Arch Street Meeting Q&A

Arch Street Meeting
Respondent: Brian J. Sullivan

Questions:

1.  Quakerism occupies a special place in Philadelphia history both as the city’s founding denomination and as the originators of William Penn’s “Holy Experiment” of religious toleration.  What is your congregation’s role in the history of the waterfront?  How does this building, its place, and history illustrate the place of the Quakerism in Philadelphia?
 
2. How has your congregational make-up and ministry evolved over the past fifty years?  What sorts of people attend meetings at Arch Street and where do they come from?  What has drawn them to Arch Street Meeting?
 
3. What are some of your thoughts about the gentrification of Old City in the past decade?  How has this affected you and your mission and your congregation?
 
4. What are your feelings about the proposed waterfront developments, not just casinos but also residential and commercial.  How do you feel these will affect your ministry and your house of worship?
 
5. What do you see as the future of the Arch Street Meeting?

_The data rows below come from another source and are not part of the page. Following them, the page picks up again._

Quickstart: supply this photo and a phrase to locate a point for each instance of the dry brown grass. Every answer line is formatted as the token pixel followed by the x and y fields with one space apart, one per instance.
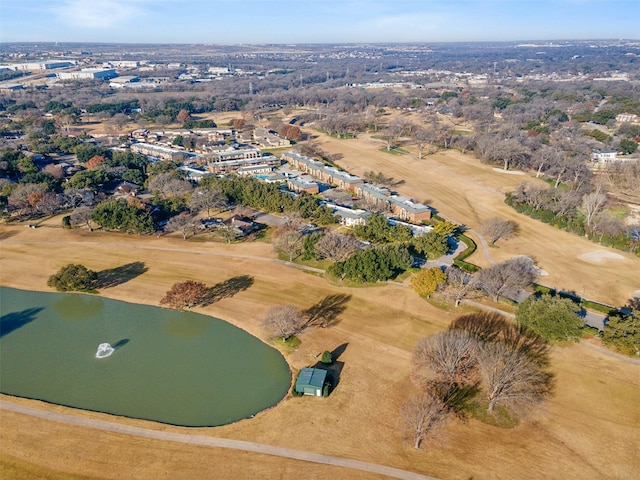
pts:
pixel 589 430
pixel 463 189
pixel 593 408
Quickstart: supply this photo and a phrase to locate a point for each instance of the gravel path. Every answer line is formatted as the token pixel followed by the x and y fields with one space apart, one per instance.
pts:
pixel 202 440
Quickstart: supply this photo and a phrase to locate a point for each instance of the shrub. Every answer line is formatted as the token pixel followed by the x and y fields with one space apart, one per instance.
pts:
pixel 73 277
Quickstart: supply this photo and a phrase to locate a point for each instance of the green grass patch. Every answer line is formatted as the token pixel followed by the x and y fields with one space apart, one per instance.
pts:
pixel 587 304
pixel 394 151
pixel 289 345
pixel 552 183
pixel 459 261
pixel 322 264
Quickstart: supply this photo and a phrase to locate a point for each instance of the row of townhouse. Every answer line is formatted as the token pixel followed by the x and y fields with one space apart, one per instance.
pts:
pixel 228 164
pixel 159 151
pixel 404 208
pixel 324 173
pixel 265 138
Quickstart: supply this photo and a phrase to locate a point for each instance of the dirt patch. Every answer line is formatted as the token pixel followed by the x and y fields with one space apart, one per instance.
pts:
pixel 380 325
pixel 461 188
pixel 600 256
pixel 508 172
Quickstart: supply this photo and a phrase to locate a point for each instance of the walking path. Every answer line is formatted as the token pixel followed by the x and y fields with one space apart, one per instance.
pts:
pixel 166 249
pixel 202 440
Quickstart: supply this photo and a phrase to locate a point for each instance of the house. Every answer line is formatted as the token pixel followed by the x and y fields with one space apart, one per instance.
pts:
pixel 604 156
pixel 158 151
pixel 350 217
pixel 324 173
pixel 242 225
pixel 301 184
pixel 627 117
pixel 140 134
pixel 259 169
pixel 126 189
pixel 311 381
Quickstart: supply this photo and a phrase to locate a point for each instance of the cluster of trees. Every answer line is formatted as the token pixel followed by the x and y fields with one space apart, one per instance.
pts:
pixel 74 277
pixel 268 197
pixel 187 294
pixel 580 212
pixel 374 264
pixel 551 317
pixel 622 330
pixel 502 279
pixel 481 361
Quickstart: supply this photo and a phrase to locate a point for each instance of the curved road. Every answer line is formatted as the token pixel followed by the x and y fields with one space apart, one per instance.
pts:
pixel 202 440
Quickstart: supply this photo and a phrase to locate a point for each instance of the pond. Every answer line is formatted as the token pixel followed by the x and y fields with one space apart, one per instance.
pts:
pixel 179 368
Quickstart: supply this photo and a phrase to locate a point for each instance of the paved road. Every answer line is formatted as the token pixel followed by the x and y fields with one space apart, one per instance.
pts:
pixel 166 249
pixel 446 260
pixel 202 440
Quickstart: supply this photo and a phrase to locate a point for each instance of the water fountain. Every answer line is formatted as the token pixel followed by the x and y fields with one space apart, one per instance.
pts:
pixel 104 350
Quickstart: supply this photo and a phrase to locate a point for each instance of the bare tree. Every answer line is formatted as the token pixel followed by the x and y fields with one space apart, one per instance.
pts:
pixel 421 138
pixel 511 376
pixel 337 247
pixel 606 224
pixel 592 204
pixel 25 197
pixel 508 276
pixel 185 294
pixel 283 321
pixel 208 198
pixel 82 216
pixel 496 228
pixel 288 241
pixel 447 358
pixel 459 286
pixel 183 223
pixel 423 417
pixel 168 185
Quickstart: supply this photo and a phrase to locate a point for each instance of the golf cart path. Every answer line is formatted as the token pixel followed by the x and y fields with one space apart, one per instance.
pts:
pixel 205 441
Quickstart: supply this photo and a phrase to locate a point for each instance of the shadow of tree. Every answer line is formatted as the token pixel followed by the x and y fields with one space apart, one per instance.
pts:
pixel 227 289
pixel 15 320
pixel 325 313
pixel 119 275
pixel 334 369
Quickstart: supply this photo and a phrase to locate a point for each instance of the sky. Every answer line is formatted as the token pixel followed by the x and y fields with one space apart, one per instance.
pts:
pixel 315 21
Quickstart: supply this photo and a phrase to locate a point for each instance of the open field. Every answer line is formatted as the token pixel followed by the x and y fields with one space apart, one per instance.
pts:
pixel 595 406
pixel 464 190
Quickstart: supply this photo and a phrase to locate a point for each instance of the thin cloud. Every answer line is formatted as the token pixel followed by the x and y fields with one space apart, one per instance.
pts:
pixel 97 13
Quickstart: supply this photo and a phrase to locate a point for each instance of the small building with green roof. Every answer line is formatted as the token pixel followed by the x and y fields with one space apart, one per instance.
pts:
pixel 311 381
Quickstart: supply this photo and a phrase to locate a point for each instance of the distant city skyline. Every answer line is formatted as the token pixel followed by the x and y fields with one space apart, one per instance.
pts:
pixel 315 21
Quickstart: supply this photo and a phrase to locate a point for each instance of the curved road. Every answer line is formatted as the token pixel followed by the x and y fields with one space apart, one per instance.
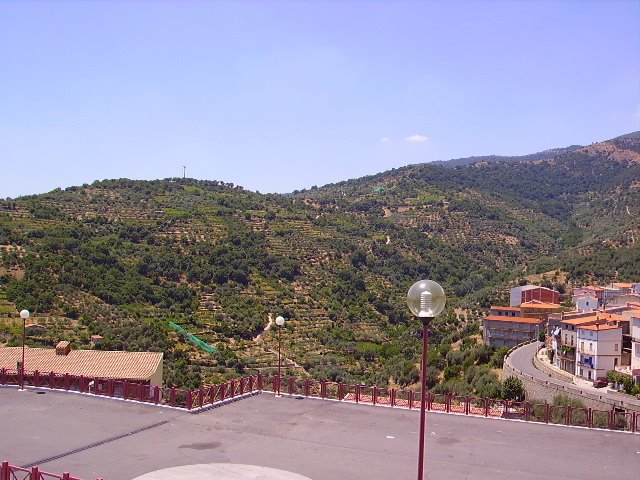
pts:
pixel 522 359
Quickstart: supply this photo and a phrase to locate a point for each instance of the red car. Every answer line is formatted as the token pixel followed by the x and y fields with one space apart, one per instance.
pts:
pixel 600 382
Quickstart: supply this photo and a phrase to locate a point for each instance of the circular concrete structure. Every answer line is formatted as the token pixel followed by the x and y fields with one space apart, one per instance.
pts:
pixel 221 471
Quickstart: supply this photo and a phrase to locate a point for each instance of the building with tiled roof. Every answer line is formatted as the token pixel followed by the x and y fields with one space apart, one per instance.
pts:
pixel 506 327
pixel 599 349
pixel 132 366
pixel 528 293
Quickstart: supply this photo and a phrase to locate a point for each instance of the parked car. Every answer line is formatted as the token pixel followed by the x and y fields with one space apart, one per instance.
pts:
pixel 600 382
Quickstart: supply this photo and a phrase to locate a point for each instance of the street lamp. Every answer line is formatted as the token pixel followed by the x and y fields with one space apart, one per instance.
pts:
pixel 426 300
pixel 280 323
pixel 24 314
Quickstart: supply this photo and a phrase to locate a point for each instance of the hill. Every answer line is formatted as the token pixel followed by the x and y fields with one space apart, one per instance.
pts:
pixel 166 264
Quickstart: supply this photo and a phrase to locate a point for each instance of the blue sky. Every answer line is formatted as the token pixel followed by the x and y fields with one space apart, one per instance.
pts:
pixel 278 96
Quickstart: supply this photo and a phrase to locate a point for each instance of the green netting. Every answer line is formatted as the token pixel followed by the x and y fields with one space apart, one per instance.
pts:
pixel 193 339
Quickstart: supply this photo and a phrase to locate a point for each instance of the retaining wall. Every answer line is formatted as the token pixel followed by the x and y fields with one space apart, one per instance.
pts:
pixel 547 389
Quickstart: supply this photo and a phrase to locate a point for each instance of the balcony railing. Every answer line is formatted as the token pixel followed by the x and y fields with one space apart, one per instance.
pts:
pixel 208 396
pixel 11 472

6. How did I-95 affect your congregation?

7. What does the phrase “Holy Experiment” mean to you in 2007?

Responses:

1.     The several thousand Quakers who followed William Penn to Philadelphia in the first few years of the colony’s settlement very promptly ignored Penn’s street grid plan and for commerce, practical economy and socialization sake, built their combined houses and businesses close to each other and at the water’s edge.    Those early Quakers are this congregation’s forebears.  Arch Street Meeting House being the fifth building of this 325 year congregation.
Quakers then were very interested in the political organization of the city and established very early for Philadelphia, anti-gaming and restrictive entertainment laws, initially set at the boundaries between Vine and South Streets and river to river.
 
We recognize our building and its location to be very important as a window for inquirers today to Quakerism and Quaker history.  We are a major destination point during the week for visitors inquiring about our history and beliefs.  And on Sundays, we and the 15th Street Meeting House regularly welcome the most visitors, Quaker and non, coming to experience Quaker worship.  As to the history of our building and members, it is long and deeply integrated into the social and political history of both the city and the nation.  Quakerism is significant in Philadelphia because of this history and through our existing organizations operating out of Philadelphia today that work to impact social change and justice in our country and around the world. 
 
2.     Our congregation draws from both city and suburbs.   Our oldest members have been attending since the mid-40ies and we are diverse by age, families and race.  Our members and ministry have evolved over time through their diversity of social interest and cause.
 
3.    Drawing our congregation from a wide geography has meant that changes in Old City’s residents has been of a lesser importance.  The EXPLOSION of alcohol serving destinations has been of more concern and considerable effort over the years to monitor and contain, especially its negative residual effects.
 
4.    In their breadth and scale the proposed waterfront developments seem greatly outsized.  Casinos, lotteries and gambling are now, as they were at the inception of Philadelphia, an anathema to Quaker values.  The absorption of time and energy, the displacement of ill-affordable resources and the negative consequences of addictions are all regrettable.  The excessive focus given over to gaming and their nature are contrary to our testimonies of simplicity and integrity.
 
5.    The future of Arch Street Meeting is strong with the support of our congregation and the role of our property in supporting our Philadelphia Yearly Meeting.
 
6    To the extent that I-95 has disrupted the normal flow and growth of the community of Old City, it has forestalled the historical redevelopment of Old City, and perhaps left it more vulnerable to exploit, in at least one quadrant of it, as a club and entertainment zone.  This is a missed opportunity for the normally paced growth of a residential community, and therefore the supportive congregational development.
 
7.      Holy Experiment means interfaith cooperation through useful and productive engagement, and its by-product: understanding.